C Rags answer is the best one so far because it is based on Scripture (Unfortunately as of now I can't comment neither vote up on his answer).
If I am to give another answer, I would also use the Scripture beginning in Romans 5:12-14 (KJV):
12 Wherefore, as by one man sin entered into the world, and death by
sin; and so death passed upon all men, for that all have sinned: 13
(For until the law sin was in the world: but sin is not imputed when
there is no law. 14 Nevertheless death reigned from Adam to Moses,
even over them that had not sinned after the similitude of Adam's
transgression, who is the figure of him that was to come.
This text (and its continuation) establishes Adam as the head of the natural race, and "him who was to come" (=Jesus) as the head of the spiritual race. It also establishes that each one has an effect over all the ones born in their respective race. In the case of Adam, sin is one such thing; death is the other one.

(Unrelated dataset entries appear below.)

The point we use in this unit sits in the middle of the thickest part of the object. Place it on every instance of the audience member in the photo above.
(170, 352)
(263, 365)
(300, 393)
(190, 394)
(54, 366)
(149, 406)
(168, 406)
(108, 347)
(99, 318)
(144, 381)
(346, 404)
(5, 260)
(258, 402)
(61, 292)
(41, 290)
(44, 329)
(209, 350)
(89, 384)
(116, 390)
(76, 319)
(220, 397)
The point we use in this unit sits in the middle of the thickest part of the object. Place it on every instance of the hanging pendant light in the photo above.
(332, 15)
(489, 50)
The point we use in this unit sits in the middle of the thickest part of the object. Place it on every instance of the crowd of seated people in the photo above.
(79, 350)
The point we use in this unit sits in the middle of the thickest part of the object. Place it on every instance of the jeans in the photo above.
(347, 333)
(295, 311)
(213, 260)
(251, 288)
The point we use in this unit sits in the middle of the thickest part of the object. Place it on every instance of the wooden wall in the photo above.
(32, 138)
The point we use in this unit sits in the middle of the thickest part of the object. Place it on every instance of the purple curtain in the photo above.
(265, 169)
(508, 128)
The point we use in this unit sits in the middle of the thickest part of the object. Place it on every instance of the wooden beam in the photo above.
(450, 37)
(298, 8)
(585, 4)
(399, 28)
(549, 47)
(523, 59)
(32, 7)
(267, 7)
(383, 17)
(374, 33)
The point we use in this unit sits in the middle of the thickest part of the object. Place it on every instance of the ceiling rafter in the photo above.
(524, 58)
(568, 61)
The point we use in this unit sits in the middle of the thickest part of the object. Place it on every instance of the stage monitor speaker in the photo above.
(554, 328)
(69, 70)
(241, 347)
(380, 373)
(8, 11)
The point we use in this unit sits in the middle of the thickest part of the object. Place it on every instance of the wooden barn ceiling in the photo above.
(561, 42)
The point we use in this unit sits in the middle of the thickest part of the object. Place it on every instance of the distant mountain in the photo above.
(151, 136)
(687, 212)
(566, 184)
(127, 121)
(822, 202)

There are several genealogies in the Bible that establish Enoch as being a descendant of Adam. As such, he inherited sin and death from Adam.

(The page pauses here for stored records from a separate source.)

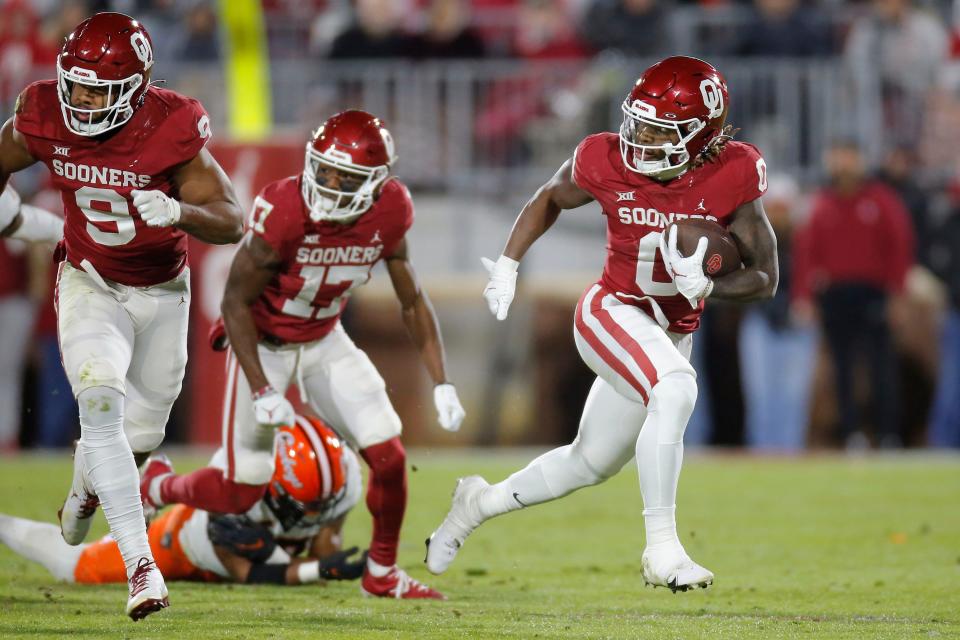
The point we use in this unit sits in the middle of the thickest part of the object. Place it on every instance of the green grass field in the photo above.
(802, 548)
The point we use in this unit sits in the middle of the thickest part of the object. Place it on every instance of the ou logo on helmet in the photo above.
(712, 97)
(141, 46)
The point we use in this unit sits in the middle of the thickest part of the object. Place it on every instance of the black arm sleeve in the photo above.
(267, 574)
(241, 536)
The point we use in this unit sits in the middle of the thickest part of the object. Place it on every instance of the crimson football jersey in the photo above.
(96, 175)
(638, 209)
(322, 262)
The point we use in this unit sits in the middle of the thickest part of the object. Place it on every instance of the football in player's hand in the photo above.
(722, 254)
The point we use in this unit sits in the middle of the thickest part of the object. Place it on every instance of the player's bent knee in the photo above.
(386, 459)
(593, 471)
(674, 398)
(253, 467)
(145, 440)
(676, 391)
(96, 372)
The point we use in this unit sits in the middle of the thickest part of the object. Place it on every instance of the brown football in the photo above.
(722, 255)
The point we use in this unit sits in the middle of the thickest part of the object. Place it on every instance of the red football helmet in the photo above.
(110, 50)
(674, 110)
(354, 150)
(309, 478)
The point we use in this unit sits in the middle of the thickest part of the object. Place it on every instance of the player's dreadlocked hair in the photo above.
(712, 151)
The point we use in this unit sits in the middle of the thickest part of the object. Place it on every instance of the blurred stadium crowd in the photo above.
(856, 106)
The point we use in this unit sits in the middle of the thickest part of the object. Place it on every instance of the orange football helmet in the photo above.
(309, 478)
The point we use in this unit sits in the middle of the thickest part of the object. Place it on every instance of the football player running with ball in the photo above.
(672, 159)
(135, 179)
(311, 240)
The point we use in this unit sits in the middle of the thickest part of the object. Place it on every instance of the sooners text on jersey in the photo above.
(322, 262)
(96, 175)
(638, 209)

Verse 14 of the quoted text says death reigned from Adam to Moses, as to establish this concept of race headship, meaning people were dying not because they disobeyed God in the same fashion as Adam did: "that had not sinned after the similitude of Adam's transgression", or that there was a law for them to trespass and be condemned of death, but they were dying simply because they were born into the race of Adam.

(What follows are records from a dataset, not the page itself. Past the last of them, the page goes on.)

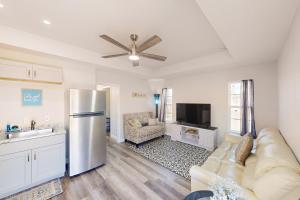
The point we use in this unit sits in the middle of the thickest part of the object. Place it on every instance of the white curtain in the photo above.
(163, 105)
(248, 122)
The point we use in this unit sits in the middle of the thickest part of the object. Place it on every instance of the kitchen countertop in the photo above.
(4, 140)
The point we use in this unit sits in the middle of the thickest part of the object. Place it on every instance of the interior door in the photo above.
(47, 74)
(48, 162)
(15, 172)
(15, 70)
(87, 142)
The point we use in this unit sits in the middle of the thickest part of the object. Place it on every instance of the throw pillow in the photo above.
(135, 123)
(243, 149)
(152, 121)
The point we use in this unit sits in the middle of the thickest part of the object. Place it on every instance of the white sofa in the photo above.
(272, 172)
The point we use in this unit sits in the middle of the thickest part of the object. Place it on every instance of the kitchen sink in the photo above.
(28, 133)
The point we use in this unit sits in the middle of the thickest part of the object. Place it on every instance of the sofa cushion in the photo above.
(135, 123)
(248, 175)
(244, 149)
(272, 156)
(282, 181)
(152, 121)
(269, 136)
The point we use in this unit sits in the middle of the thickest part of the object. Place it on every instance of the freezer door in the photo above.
(87, 143)
(86, 101)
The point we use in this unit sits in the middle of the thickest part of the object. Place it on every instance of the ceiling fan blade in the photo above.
(115, 55)
(149, 43)
(115, 42)
(153, 56)
(135, 63)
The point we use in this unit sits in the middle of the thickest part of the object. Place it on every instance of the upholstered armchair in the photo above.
(144, 132)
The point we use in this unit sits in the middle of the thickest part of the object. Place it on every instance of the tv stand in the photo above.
(193, 135)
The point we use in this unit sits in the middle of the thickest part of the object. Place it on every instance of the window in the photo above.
(169, 105)
(235, 106)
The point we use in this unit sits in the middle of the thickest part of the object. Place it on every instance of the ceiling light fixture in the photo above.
(134, 57)
(46, 22)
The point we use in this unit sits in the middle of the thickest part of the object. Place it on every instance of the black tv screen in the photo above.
(193, 114)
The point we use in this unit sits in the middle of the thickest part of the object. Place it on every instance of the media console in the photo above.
(202, 137)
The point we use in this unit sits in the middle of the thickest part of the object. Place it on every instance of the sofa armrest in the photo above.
(203, 176)
(233, 138)
(130, 131)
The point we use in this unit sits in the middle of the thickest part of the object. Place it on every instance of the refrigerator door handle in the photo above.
(90, 114)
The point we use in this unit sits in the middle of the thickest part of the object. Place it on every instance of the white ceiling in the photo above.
(196, 34)
(185, 32)
(253, 31)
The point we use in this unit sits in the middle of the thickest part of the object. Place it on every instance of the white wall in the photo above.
(127, 84)
(289, 88)
(212, 87)
(76, 75)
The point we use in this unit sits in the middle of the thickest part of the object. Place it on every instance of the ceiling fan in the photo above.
(134, 52)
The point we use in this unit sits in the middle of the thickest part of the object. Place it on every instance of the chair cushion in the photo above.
(244, 149)
(150, 130)
(152, 121)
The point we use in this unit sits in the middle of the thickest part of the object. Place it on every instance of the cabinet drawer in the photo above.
(48, 162)
(15, 172)
(24, 145)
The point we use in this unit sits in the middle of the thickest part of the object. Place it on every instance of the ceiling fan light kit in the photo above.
(134, 53)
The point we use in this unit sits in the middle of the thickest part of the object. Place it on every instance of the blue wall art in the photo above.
(31, 97)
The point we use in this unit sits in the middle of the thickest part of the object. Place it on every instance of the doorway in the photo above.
(113, 115)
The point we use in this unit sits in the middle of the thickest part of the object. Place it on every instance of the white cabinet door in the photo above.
(48, 162)
(47, 74)
(15, 70)
(15, 172)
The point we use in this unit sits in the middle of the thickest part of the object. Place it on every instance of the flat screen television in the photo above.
(193, 114)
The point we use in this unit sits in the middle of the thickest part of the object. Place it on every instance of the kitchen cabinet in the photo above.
(15, 171)
(47, 162)
(19, 71)
(30, 162)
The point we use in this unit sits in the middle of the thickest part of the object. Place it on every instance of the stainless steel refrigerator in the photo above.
(86, 131)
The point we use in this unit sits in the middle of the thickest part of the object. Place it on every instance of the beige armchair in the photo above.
(144, 133)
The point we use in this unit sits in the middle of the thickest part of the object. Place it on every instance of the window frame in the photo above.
(230, 106)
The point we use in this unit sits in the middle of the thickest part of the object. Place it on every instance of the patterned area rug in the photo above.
(41, 192)
(176, 156)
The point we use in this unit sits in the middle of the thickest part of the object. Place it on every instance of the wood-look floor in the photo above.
(126, 175)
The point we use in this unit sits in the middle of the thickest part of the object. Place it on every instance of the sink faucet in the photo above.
(32, 124)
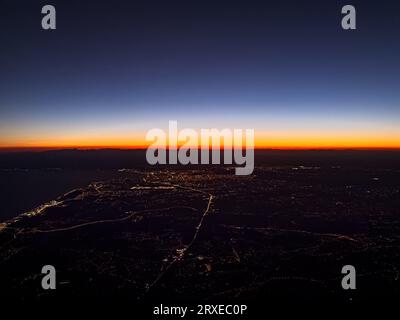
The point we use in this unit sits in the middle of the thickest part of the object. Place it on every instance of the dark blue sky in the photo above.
(117, 67)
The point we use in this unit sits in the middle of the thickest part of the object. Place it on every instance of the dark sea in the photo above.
(24, 189)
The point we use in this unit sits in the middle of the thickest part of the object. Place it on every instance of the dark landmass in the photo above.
(117, 158)
(283, 233)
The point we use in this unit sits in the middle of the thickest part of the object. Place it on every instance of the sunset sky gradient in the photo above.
(110, 72)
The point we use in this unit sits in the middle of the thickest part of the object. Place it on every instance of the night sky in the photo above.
(114, 69)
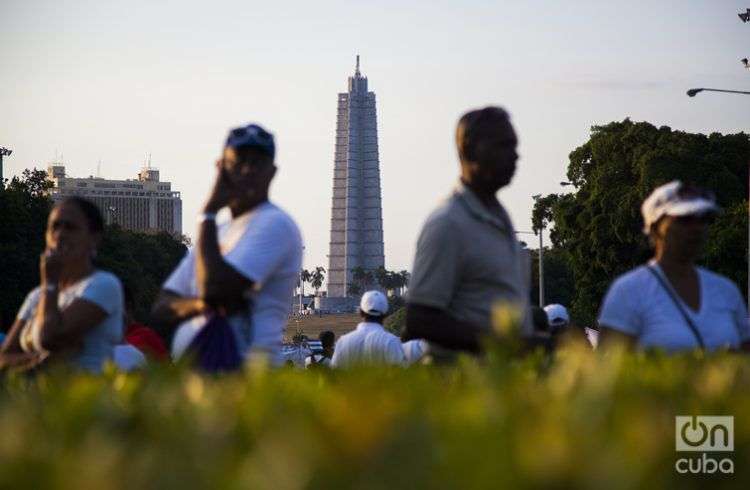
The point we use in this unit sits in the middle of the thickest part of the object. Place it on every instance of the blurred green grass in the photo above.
(581, 420)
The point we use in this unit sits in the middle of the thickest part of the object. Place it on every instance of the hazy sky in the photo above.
(94, 80)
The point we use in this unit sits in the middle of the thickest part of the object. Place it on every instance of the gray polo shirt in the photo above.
(468, 258)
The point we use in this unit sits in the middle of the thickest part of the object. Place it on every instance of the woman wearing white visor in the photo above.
(670, 303)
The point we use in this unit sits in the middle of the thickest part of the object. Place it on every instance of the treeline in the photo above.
(141, 260)
(596, 231)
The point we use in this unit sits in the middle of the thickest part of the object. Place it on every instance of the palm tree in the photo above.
(403, 280)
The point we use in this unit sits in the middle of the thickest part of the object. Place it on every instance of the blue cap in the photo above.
(252, 135)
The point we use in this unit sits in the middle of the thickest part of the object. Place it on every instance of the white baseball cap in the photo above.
(676, 199)
(374, 303)
(557, 315)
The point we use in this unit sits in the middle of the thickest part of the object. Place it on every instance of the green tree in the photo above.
(142, 261)
(598, 227)
(24, 206)
(316, 278)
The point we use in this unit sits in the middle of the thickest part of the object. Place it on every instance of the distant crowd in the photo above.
(227, 300)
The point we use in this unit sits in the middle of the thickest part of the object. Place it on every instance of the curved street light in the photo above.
(693, 91)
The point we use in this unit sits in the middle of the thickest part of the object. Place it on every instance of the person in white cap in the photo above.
(557, 316)
(670, 303)
(370, 343)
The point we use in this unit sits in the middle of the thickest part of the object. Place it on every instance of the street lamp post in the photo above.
(541, 263)
(301, 285)
(693, 91)
(4, 152)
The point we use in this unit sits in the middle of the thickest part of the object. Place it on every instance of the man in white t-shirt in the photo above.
(370, 343)
(245, 269)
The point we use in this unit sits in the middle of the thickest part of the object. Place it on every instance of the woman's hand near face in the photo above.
(222, 192)
(50, 266)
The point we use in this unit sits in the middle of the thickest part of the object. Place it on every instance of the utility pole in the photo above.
(536, 197)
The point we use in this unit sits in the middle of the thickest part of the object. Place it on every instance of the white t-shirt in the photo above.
(638, 305)
(370, 343)
(319, 359)
(105, 291)
(128, 358)
(415, 350)
(265, 246)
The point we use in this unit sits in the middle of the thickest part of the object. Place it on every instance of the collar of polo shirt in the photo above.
(478, 210)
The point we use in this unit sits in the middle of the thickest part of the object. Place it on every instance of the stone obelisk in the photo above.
(356, 210)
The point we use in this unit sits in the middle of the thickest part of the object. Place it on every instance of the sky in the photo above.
(115, 81)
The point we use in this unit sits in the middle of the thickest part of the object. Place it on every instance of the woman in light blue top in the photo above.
(670, 303)
(76, 314)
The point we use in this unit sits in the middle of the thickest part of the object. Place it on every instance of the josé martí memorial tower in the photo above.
(356, 211)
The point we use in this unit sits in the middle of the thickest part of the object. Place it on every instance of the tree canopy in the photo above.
(598, 226)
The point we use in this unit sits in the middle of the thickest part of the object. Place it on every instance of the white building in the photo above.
(145, 204)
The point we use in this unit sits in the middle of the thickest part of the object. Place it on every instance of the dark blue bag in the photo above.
(214, 348)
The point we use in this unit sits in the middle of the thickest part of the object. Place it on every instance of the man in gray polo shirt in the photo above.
(468, 257)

The very text of Genesis 5 begins saying that Adam was first created in the image/likeness of God. Then we know he fell and became a sinner because he ate the fruit of the wrong tree, then Genesis 5.3 says he "begat a son in his own likeness, after his image" (no longer in God's image, but in his sinful image):
1 This is the book of the generations of Adam. In the day that God
created man, in the likeness of God made he him; 2 Male and female
created he them; and blessed them, and called their name Adam, in the
day when they were created. 3 And Adam lived an hundred and thirty
years, and begat a son in his own likeness, after his image; and
called his name Seth.
Enoch, being listed as a descendant of Adam, was no different that Cain and the others who died, in the sense of having inherited the sin problem and the death problem from Adam. Is was only Jesus, who was born from a virgin Miriam, that did not appear as a human descendant of Adam (recall from verse 3 only the male passes on the sin and death nature). Instead, he's the first one of the spiritual race, and heads up the spiritual race. The others follow suit by means of a spiritual union with Christ in crucifixion, burial and resurrection, that occurs when they born again.
Now one can cite Romans 5:14 and argue that Enoch was the only one between Adam and Moses that did not die. Genesis 5 explains why he didn't die: it was not because he wasn't born with a sin and death problem, the text plainly states he was a descendant of Adam, but because (as wax eagle properly put) God imputed Christ's righteousness on him and then took him up.